Growing up in suburban Washington, D.C., my recollections of summer involve endless hours at the community pool, biking by myself to and from my friends’ houses during the day, and playing competitive afternoon kick-the-can games at the end of my street. It was a different time. My mother, like most mothers I knew, did not work. We did not wear helmets while riding our bikes; heck, we barely wore seat belts. I hardly knew any kids who went to camp or partook in any sort of planned activities during the summer other than community swim team. Summer meant freedom from a set schedule and it was awesome.

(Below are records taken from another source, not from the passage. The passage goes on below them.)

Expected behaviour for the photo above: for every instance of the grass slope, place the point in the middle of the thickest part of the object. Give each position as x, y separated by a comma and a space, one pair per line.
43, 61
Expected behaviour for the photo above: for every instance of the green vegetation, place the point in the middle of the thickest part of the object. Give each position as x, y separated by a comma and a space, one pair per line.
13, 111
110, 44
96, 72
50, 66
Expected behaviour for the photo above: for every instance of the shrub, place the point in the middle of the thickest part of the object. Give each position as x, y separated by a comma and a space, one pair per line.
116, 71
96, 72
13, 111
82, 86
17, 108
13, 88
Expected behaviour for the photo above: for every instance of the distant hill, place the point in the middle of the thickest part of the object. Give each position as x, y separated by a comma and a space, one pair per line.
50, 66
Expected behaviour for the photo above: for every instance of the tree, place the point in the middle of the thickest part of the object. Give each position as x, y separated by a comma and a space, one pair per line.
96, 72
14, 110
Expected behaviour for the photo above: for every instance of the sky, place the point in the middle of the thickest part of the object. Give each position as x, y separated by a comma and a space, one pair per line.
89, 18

Today, summer is quite different for most school-aged children. According to a 2015 Pew Research Center Study, 46 percent of all two-parent families with children under 18 years old have both parents working full-time outside of the home, up from 31 percent in 1970. For these two-parent working families, summer is still a 10 week or so hiatus from academic stress for kids. But it has now become one big childcare headache for many of their parents. These parents have turned to camps as babysitting lifelines so that they can keep up their daily work schedules which, sadly, change little despite the warmer temperatures. Demand for camps – any and all kinds of camps – has gotten so high that if parents do not plan ahead and start the enrollment process during the previous winter, they will be out of luck in summer time.

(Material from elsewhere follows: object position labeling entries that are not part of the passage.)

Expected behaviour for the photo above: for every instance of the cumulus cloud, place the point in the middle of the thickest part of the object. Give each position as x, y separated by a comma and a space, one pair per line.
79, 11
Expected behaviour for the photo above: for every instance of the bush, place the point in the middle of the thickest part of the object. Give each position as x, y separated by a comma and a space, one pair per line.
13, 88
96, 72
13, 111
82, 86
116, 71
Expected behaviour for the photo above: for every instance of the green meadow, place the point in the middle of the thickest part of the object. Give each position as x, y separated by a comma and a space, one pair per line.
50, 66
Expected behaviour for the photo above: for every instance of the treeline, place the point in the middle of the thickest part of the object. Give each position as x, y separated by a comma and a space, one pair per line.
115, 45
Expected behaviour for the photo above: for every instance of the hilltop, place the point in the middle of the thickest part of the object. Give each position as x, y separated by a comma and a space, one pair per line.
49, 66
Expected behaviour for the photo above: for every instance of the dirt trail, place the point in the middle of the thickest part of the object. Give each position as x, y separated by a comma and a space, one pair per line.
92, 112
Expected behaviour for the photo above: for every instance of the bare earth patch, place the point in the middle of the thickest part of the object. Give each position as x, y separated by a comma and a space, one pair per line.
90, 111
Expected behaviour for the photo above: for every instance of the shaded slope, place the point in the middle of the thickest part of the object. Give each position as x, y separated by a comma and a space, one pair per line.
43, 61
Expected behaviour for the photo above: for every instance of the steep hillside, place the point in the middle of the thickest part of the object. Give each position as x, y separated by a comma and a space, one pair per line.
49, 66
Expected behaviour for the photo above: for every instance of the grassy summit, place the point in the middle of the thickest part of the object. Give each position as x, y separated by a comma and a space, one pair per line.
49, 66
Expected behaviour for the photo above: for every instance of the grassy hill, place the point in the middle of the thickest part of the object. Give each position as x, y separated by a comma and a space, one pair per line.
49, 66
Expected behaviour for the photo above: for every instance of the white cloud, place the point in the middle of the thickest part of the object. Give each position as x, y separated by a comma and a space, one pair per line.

As if the stress of finding convenient camps and registering on time wasn’t enough, the price tags associated with many of these camps are far higher than what parents would typically pay for extended day programs or weekly babysitters during the school year. Non-profit day camps, typically the most inexpensive camp options, can range from $100 to $500 a week, according to the American Camp Association (ACA). For-profit day camps can charge upwards of $500 a week per child. The ACA notes that more specialized camps in math, computers, art, and athletics can range from $500 to $1000 per week, usually because they demand more personalized teaching and mentoring, which results in higher costs passed along to the parents. For those parents who choose to send their children to sleep away camp, the average cost associated with this experience is $690, according to ACA data. Sleep away camp costs can vary tremendously and can exceed more than $2,000 a week for some programs. All in all, a week of camp can cost parents as much as a month of after-care during the school year. All the money one thinks they are saving in the public school system is nearly eaten up by summer programming.

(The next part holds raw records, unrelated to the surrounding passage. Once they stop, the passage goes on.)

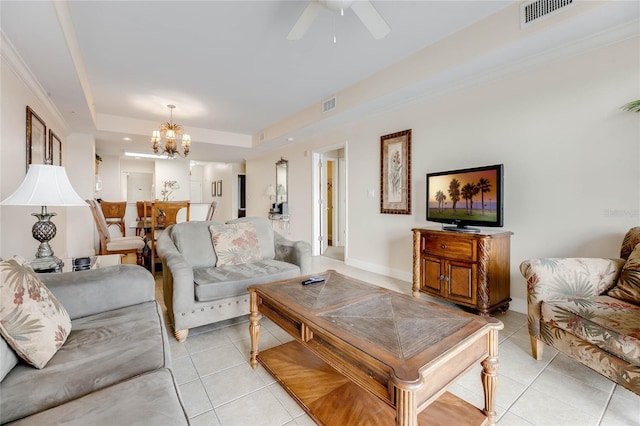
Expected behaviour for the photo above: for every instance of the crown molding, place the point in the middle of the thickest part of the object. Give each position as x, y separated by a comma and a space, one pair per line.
12, 58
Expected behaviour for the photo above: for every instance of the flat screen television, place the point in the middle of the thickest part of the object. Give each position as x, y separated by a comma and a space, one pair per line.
466, 198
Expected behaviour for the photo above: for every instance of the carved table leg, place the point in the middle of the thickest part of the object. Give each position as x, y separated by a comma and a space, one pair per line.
254, 326
490, 377
406, 414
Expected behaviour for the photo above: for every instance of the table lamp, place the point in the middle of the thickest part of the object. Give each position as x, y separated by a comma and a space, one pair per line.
45, 185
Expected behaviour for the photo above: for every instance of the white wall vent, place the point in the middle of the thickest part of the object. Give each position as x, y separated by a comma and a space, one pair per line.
534, 10
329, 104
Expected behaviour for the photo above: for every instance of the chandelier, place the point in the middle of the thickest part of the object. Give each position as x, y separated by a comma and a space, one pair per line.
170, 131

Camps are not just in demand for kids from two-parent working families. I have many friends who are stay-at-home mothers or fathers who are also booking camps for their children for large parts of the summer. There seems to be a fear that if a child is not constantly stimulated and kept on some sort of a schedule, they will lose any academic or social acumen they might have gained during the last school year or, worse case scenario, morph into a perpetually mentally and physically complacent individual. Camps are seen as another way to sharpen kid’s skills and keep them from not only falling behind, but charging ahead and becoming superstars in some areas. The increasing specialization we see with many youngsters in our society today often begins with camp choices made by parents for the summer.

Somewhere along the line, we seemed to have forgotten the immense value of free play – free time for kids to explore, figure things out for themselves, create their own entertainment, and, yes, possibly even get into mischief. While childcare needs and the growing need many parents feel to keep up with the Joneses are real reasons, whether good or bad, for camping children out for the duration of the summer, parents should strive to strike a balance between programming and play. And, not to mention, take advantage of the wonderful weather to spend quality time with their children outdoors.

I am one of those parents who uses camp largely as a childcare provider during the summer. Reflecting on my own experiences as a child, I cannot help but feel a bit guilty and uncertain about this choice. Until a number of societal changes happen involving more family-friendly work places and less helicopter parenting, this dilemma will continue. I do believe that it is critical to recognize that, like parents, children need some down time to just enjoy being a kid and explore their own passions and strengths on their own time, not only when the sun is shining and the pools are calling, but all year round.